In the United States, the rebranded “All of Us” initiative aims to collect data on one million people. China is spending $9-10 billion on similar projects. There are two projects in India, One by IIsc on brain research, the other being Genome Asia 100 K, which is looking at screening 100,000 people in an attempt to make information about Asian populations open source.

How it benefits the population

Sequencing genomes hold immense progress and promise in personalised medicine. 

Currently, 25 approved drugs are tailored to patients' genetic profiles. “About 40 per cent medicines in clinical trials could be classified as precision therapeutics,” says Flatley. In oncology, the figure rises to 75 per cent. Recently FDA expanded approval of Merck’s lung cancer drug Keytruda (pembrolizumab), based on patients’ genetic signature. With this, the drug has become the companion therapeutic to what will be a universal genetic test. 

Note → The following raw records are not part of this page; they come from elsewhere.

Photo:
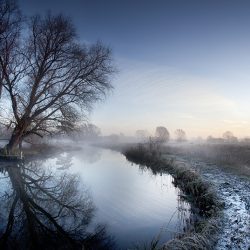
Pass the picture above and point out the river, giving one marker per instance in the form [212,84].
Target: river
[88,190]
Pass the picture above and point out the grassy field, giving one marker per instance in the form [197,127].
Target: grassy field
[199,193]
[234,158]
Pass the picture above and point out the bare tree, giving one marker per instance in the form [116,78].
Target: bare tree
[162,134]
[141,134]
[180,135]
[49,78]
[45,210]
[229,137]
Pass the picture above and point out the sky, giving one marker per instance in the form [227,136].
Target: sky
[181,64]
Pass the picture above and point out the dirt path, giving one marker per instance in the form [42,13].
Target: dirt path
[235,193]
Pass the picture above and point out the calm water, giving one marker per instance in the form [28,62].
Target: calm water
[91,191]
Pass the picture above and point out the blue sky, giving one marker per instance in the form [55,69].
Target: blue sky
[182,64]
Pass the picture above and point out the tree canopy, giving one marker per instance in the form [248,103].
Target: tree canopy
[47,76]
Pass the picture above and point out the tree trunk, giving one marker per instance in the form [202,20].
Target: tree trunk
[15,141]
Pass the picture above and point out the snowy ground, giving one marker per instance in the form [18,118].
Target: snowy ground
[235,193]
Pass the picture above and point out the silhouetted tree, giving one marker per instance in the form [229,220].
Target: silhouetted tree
[229,137]
[44,210]
[48,76]
[141,134]
[180,135]
[162,134]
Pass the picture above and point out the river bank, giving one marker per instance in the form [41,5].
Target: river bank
[204,234]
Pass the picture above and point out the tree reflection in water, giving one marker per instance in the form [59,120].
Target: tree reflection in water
[44,210]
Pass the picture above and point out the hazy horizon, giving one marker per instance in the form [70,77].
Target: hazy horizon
[181,64]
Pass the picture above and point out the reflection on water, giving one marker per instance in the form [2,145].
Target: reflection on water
[61,203]
[41,209]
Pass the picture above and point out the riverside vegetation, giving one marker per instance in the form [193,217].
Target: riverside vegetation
[202,235]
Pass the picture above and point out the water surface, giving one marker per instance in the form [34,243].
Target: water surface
[94,188]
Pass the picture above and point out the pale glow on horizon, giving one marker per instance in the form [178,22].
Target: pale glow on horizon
[146,96]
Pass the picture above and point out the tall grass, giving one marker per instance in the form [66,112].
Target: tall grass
[203,233]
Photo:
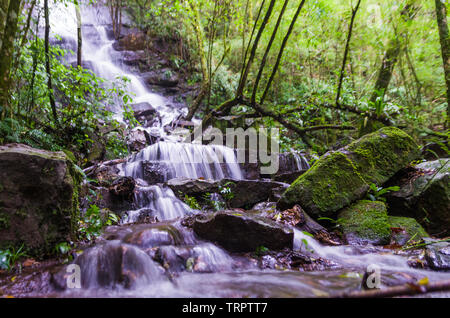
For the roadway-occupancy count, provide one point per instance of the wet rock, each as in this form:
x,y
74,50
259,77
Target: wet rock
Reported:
x,y
238,232
113,264
288,177
433,149
339,178
133,58
134,41
89,65
164,78
154,235
192,186
438,255
107,200
250,170
424,195
103,174
123,187
249,192
136,140
155,172
144,215
245,193
405,230
38,198
144,113
365,222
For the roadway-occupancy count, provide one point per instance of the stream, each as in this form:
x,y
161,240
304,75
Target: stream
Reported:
x,y
193,267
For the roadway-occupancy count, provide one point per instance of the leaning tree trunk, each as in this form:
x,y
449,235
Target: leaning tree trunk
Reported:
x,y
47,63
6,53
79,36
441,15
4,4
391,56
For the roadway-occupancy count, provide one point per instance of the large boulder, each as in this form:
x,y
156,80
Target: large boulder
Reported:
x,y
437,254
239,232
424,195
341,177
365,222
155,172
38,198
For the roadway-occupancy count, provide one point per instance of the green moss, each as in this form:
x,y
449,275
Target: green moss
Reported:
x,y
4,221
379,155
365,222
412,228
330,184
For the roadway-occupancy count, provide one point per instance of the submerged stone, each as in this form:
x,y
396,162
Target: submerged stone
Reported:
x,y
405,230
365,222
242,232
339,178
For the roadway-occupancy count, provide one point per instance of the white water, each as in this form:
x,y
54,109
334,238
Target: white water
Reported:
x,y
193,161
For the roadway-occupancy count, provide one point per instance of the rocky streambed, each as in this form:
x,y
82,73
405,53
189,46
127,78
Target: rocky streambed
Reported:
x,y
217,228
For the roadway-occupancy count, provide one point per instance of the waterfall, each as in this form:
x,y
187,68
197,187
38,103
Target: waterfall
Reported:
x,y
186,160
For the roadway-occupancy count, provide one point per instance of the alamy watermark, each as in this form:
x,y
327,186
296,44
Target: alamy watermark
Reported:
x,y
373,276
252,145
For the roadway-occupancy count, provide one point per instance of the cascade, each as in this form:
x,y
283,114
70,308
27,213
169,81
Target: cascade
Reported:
x,y
213,272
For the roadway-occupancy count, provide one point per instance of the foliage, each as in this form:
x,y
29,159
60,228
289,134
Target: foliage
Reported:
x,y
192,202
9,257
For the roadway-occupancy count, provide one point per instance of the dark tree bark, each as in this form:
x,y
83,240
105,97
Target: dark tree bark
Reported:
x,y
47,63
6,53
347,47
391,56
441,15
79,36
4,4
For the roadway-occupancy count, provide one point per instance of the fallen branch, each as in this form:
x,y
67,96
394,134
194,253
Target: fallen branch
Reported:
x,y
402,290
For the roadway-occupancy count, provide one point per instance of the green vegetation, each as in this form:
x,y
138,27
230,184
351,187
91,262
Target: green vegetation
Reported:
x,y
9,257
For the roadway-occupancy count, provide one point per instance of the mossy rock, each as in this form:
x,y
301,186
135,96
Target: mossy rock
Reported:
x,y
379,155
406,229
39,201
424,195
330,184
365,222
339,178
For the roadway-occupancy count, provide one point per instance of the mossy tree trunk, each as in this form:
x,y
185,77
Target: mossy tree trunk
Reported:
x,y
47,62
4,4
441,15
79,36
199,36
6,52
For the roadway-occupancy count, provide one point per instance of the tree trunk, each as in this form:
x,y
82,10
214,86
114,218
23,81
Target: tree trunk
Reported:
x,y
4,4
47,63
441,15
391,56
79,36
6,53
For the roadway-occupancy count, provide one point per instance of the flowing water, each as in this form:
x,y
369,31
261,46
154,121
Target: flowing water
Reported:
x,y
124,261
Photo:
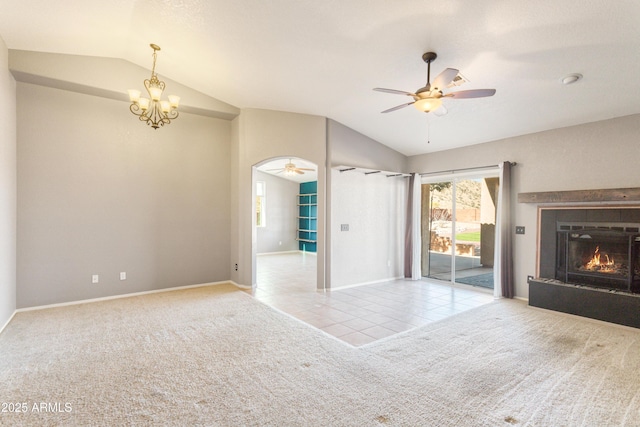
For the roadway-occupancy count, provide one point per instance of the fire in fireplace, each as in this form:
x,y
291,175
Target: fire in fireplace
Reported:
x,y
605,255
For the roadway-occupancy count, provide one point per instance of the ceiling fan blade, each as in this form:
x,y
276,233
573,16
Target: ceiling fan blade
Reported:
x,y
474,93
444,78
394,91
397,107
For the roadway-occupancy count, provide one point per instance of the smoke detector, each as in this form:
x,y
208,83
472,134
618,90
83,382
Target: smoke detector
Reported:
x,y
571,78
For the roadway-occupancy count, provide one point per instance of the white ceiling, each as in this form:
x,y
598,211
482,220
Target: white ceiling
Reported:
x,y
324,57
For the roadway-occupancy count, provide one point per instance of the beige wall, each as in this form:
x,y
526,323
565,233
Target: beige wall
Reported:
x,y
7,189
101,193
595,155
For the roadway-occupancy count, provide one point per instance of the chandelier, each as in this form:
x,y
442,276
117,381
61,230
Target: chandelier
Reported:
x,y
153,110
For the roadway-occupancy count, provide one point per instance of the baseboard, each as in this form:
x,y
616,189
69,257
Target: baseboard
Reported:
x,y
237,285
112,297
8,321
355,285
297,251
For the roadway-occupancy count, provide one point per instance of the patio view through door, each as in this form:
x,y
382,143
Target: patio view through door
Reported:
x,y
458,229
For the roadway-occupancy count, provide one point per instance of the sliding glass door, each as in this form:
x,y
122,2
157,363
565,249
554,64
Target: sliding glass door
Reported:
x,y
458,229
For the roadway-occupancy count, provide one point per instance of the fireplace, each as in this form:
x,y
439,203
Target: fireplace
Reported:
x,y
599,254
589,263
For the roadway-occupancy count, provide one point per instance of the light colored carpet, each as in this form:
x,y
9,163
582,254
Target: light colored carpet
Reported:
x,y
216,356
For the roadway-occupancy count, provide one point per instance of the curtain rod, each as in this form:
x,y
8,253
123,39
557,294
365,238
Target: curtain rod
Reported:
x,y
464,169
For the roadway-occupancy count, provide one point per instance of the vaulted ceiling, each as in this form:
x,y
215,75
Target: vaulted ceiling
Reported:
x,y
325,57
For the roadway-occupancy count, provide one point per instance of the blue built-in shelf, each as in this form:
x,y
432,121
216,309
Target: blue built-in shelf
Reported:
x,y
308,216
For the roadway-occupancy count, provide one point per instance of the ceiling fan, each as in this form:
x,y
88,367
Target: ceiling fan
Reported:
x,y
429,97
290,169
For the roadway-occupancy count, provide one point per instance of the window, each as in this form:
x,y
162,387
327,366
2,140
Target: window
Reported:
x,y
261,192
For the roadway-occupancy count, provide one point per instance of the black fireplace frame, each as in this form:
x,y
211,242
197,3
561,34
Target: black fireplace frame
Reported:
x,y
606,303
626,235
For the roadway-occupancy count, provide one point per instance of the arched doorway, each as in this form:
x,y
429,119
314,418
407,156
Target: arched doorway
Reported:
x,y
285,225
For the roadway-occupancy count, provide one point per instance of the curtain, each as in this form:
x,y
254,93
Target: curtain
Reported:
x,y
503,268
412,243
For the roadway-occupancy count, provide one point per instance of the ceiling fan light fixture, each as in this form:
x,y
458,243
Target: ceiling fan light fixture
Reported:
x,y
571,78
427,104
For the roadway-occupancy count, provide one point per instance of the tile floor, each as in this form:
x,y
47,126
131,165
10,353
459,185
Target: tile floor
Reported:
x,y
361,314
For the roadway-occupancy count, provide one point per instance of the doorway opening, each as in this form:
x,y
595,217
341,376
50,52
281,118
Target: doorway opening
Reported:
x,y
285,224
459,227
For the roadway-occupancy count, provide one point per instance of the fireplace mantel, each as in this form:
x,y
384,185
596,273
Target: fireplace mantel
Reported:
x,y
582,196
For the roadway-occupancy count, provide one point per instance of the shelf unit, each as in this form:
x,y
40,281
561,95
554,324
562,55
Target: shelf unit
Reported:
x,y
307,217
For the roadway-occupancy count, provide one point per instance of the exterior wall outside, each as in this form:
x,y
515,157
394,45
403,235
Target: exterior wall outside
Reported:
x,y
590,156
8,192
279,234
102,193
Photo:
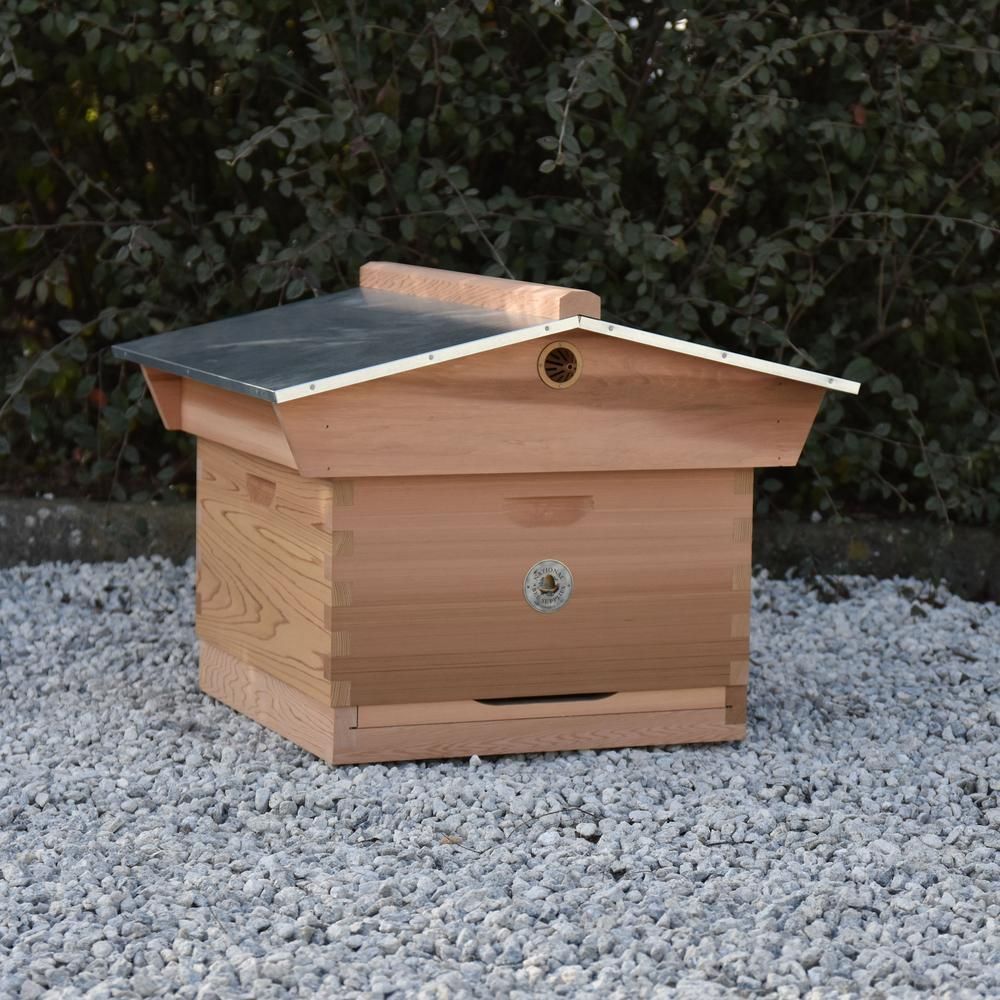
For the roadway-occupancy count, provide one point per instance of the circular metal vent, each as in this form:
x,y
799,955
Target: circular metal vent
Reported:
x,y
548,585
559,365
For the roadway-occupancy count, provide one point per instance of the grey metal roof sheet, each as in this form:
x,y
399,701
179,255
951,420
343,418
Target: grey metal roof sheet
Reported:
x,y
266,352
332,341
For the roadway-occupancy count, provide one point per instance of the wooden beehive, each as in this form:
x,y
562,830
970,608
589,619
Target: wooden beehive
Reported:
x,y
443,514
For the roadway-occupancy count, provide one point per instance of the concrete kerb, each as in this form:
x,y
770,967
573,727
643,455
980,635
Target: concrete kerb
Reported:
x,y
968,558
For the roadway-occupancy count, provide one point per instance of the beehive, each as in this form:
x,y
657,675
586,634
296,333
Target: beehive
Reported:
x,y
443,514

Other areas of excitement include liquid biopsies (blood tests that identify cancer as efficiently as traditional biopsy, which needs a part of tumor to be cut out and checked) and consumer genomics. 

GRAIL, a diagnostic company spun out of Illumina, is developing a cancer-screening test by collecting data from hundreds of thousands of patients in what would likely amount to “the world’s largest clinical trial.”

Flatley paints a picture of the future era of personalised genomic medicine, where every baby is sequenced at birth, and its health record maintained electronically, so that it can be used to manage the individual's health through his lifetime. This screening would begin for early childhood diseases, including failure to thrive. Autism would be discovered at the early stage. 

The world would be a bit surreal, where screening could lead to using in-vitro fertilisation and pre-implantation genetic diagnosis would allow the implantation of a healthy embryo. reducing the burden of disease. 

Opportunity for the future

DNA sequencing, if done on patient populations. can give insights into the gene of various sub-populations. 

Rare diseases: This is a major market where next-generation sequencing is becoming the standard of care at least in the US. Many rare diseases are undiagnosable using traditional techniques. There are at least 7,000 such disorders in a million and many kids may also have spontaneous mutations. Even though many of these diseases are rare individually, collectively they represent over four per cent of the rare variant. 

Children with rare diseases are usually seriously ill and 30 per cent die by age five. Sequencing is an incredibly powerful tool to diagnose genetic mutation in kids. It avoids at least seven years of diagnostic ordeal involving at least eight different physicians, which many of these kids would otherwise have to go through, even in a country like the US.

Theranostics: This new field of medicine uses specific targeted therapy based on specific targeted diagnostic tests. With a key focus on patient-centered care, theranostics provides a transition from conventional medicine to a contemporary, personalised and precision medicine approach. The technology is able to sequence both liquid and solid tumors, and  prescribe drugs accordingly.

Finally, genomics helps monitor patients both during and after treatment. It sequences to monitor cancer cells and dump their DNA in the blood during treatment, and also monitor for recurrence.  

In India, patients are usually detected with cancer in advanced stages, due to low screening. Taking screening to populations could help with understanding the mutations and variations which cause diseases.

Cancer has been the preferred targeted diagnostic focus but sequencing could ultimately be used for many other diseases.